Vor diesem Hintergrund appelliert Springer an sein Publikum, mehr Mut zu fassen und für die kostbare Meinungsfreiheit hierzulande einzutreten. Als beklemmendes Beispiel für diesen Anspruch erzählt Springer die Geschichte einer jungen Frau, deren Vater, Bürgermeister einer kleinen schwäbischen Gemeinde, von den Nationalsozialisten wegen Unbotmäßigkeit inhaftiert worden war. Um zu zeigen, dass sie an ihn denke, spielte die Tochter vor der Gefängnismauer regelmäßig Flöte - ein Akt, der größten Mut erforderte. Die junge Frau war Sophie Scholl.

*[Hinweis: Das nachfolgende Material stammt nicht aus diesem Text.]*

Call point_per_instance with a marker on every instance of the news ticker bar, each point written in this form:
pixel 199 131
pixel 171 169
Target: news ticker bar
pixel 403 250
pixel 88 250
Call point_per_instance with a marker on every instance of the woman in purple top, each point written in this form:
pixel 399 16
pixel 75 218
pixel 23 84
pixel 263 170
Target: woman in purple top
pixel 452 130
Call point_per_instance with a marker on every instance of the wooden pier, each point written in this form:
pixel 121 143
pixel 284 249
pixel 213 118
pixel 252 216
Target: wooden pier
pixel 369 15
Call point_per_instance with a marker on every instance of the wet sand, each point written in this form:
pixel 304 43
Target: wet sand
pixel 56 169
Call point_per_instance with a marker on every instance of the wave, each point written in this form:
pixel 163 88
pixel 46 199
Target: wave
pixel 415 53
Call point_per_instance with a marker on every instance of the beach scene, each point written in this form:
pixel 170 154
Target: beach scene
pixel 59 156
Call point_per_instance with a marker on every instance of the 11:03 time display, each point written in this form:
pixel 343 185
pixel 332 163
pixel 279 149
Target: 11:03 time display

Ganz ohne kabarettistische Seitenhiebe ging es aber doch nicht, zumal sich die Gelegenheit der Abrechnung bot, nach einem Jahr bayerischer Landespolitik mit Ministerpräsident Söder. Und auch mit der Flüchtlingspolitik. Mit Blick auf hier lebende Ausländer stelle sich ein sehr bayerisches Problem: "Mia san mia, aber wer san mia, wenn die andern a mia san?" Der daraus resultierende Ruf nach einer Leitkultur ist für Springer absurd. "Ohne Italiener gäbe es kein bayerisches Barock, der Erstbesteiger der Zugspitze war ein Belgier, und die bayerischen Berge sind nicht von der CSU aufgeschüttet worden."

Überhaupt: Als die Bayern einst ins Voralpenland einmarschierten, hätten sie Urbevölkerung gar nicht lang erobern müssen. "Wir haben die einfach niedergeschnackselt."